Wednesday, March 3, 2021

My Muse

When you establish your writing career by channelling a mule, you set yourself up for a dilemma: how to go on when the blogger outlives the mule?

If you're reading this blog, there's a solid chance you found me through Fenway Bartholomule. From 2008 to 2015 or so, he was my muse as we successfully co-authored the blog Brays of Our Lives (the archives live on at You may also know that he died unexpectedly at the age of 23, one day before my 39th birthday. 

I miss Fenway every day—the smell of his breath, the sound of his hoofsteps, the flick of his ears, the warmth of his hide. I also miss the easy flow of banter, the effortless way I guessed at what he might write if his hoofies could use a keyboard. I miss the unique perspective I was able to take when I had his voice in my ear. When I wrote Brays of Our Lives, I wasn't just pretending to be Fenway—I was picking something up and letting it flow through me. I could let it flow now if I tried, but what good is a blog from a dead mule? I'm not sure that's called for now. 

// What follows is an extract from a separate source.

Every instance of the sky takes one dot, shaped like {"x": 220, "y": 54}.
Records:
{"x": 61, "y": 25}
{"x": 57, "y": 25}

 So how does one continue when one has lost one's muse? I tried telling about life from the rabbit's point of view, but she lacked Fenway's innocence. I tried telling about life from the dog's point of view, but he lacked Fenway's dignity. I tried telling about life from my own point of view, but the human concerns were too present. This was never intended to be a blog about a writer's life, about paying the mortgage, about balancing work and family. It was intended to be a blog about scenic trails, succulent grasses, and the shiny wonderment of being present. That was part of Fenway's magic—he was absolutely unconcerned with anything past or future, and didn't forecast beyond the next flake of hay.  

I will have mules again, and until then I rest in the knowledge that Fenway's friend Arrietty is safe and adored in her long-term care lease home. I enjoy my house herbivores—two guinea pigs named Trent and Kirby—and I save for acreage of my own. My daughters, whom Fenway called the "larval humans", are grown or nearly so, and our life at Bent Barrow Farm is a memory, but the time I spent there as Fenway's "Farmwife" helped make me the person I am today. 

I still have—and love—the day job that brought me from Wickersham to Whidbey, but I sense something else welling up in me—the very strong urge to write about Fenway. I am so grateful for my years with Fenway Bartholomule, and that is a story worth telling. 


  1. Fenway was the loveliest of all mules. Thank you for sharing him with us.